18 Best Pictures later, I find that I, too, have walked out on the winner. Not that The Hurt Locker offended or surprised me. It was more or less exactly what I expected, only boring. Around the fifth "tense" bomb-defusing scene, I found my mind wandering. When my mind drifted back, it was not kind to Hurt Locker. Jesus fucking christ, this is monotonous. Haven't I already seen this scene three or five times? I realized that I didn't care if the characters blew up. I realized that I didn't know the characters' names. I thought of them in terms of their archetype. That's the Guy Who Might Snap. That's the Trailer Trash. That's the Noble Black Man. That's the Guy On His Last Tour of Duty. I wonder what Dex is doing in her crate right now? Fuck this. I'm bored.
So I left with 20 minutes or so to go.
As much as I'd like to chalk this up to my barbarabushification, I suspect something far less amusing is at work.
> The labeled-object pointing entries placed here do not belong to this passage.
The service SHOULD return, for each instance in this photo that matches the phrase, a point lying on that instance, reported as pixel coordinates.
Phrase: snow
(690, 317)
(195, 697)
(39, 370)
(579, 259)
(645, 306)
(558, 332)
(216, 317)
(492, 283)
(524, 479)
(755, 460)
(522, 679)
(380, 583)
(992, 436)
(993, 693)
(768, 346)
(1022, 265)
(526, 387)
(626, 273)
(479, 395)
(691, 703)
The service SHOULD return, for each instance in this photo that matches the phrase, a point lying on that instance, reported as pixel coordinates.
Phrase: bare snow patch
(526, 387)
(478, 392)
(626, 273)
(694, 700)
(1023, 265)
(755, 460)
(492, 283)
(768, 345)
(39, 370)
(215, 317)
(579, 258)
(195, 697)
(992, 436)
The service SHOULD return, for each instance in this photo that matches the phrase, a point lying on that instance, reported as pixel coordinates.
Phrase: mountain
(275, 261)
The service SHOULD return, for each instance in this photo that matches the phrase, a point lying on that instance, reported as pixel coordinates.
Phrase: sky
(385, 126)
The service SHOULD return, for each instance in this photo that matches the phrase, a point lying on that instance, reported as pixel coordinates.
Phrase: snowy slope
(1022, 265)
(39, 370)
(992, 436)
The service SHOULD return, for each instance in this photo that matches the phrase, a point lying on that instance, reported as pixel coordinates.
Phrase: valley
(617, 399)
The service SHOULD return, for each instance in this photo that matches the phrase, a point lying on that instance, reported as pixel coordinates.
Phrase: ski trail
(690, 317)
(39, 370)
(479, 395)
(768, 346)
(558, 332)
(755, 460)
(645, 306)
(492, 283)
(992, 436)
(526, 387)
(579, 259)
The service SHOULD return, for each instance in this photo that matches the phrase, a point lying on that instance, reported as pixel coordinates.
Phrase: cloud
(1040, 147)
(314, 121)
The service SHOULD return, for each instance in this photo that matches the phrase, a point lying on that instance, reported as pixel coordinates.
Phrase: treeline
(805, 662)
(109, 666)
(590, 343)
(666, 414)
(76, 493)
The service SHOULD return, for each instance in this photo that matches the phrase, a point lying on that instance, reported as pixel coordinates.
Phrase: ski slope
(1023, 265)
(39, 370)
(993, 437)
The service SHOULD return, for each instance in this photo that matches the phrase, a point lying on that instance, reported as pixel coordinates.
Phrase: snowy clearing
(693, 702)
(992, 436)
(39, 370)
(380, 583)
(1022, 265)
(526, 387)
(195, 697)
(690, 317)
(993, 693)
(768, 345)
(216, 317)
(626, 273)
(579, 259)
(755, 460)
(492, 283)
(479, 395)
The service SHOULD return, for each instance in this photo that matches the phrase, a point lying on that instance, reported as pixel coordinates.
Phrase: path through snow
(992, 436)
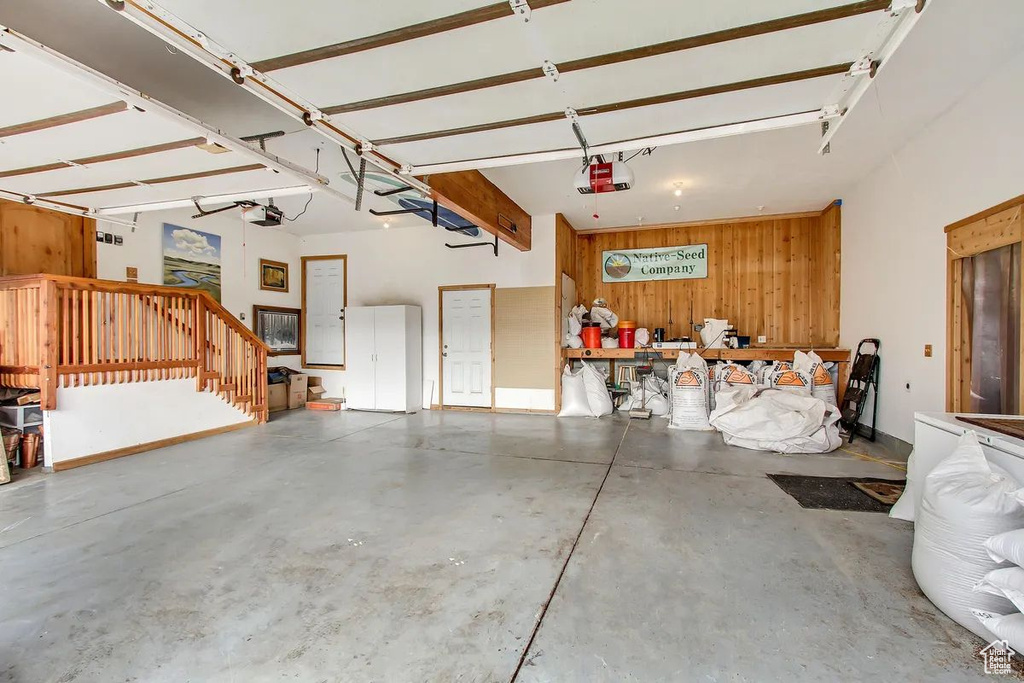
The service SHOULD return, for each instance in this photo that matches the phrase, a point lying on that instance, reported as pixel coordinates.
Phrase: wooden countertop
(755, 353)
That Kathryn Bigelow's film would win, and she for Best Director, was a fait accompli ages ago. What a story! The first female director to win those honors! Against her ex-husband, even!
And indeed it is a great story. I just wish it seemed more earned and less ordained by people who very much like to congratulate themselves for setting the trends of proper thought. (Now that's getting the most possible mileage out of their high school diplomas.) Indeed, the collective praise for the film seemingly amounts to little more than "It was directed by a woman."
But maybe, I thought, Maybe I'm just reading too much into this.
And then it came time for the Best Director award. Expecting to see last year's winner, Danny Boyle, be the presenter as custom dictates, I moaned when the most self-congratulatory windbag of them all trotted out instead. Tonight, Barbara Steisand was delighted to tell us, the first woman director might win. (Pause so you can applaud) Or the first black director, which would be delightful too. (Pause so you can applaud) And when she opened the fateful envelope, she didn't merely announce the name. "Well, The Time Is Now," she intoned in bold title caps, thereby ensuring her own place in history as this moment is reshown. And then she announced what we already knew with certainty to such a degree, Steisand and not Boyle was presenting. Barbara Steisand, the Rosa Parks of female directors, slighted for Yentl because of her vagina and not because it sucked bilgewater.
Yentl, that is.
Enjoy your circle-jerk, Academy. You earned it. Me, I'm going to go watch Lost in Translation, by the vastly more deserving Sophia Coppola.
But one question remains: who'd you pay to take your GED test?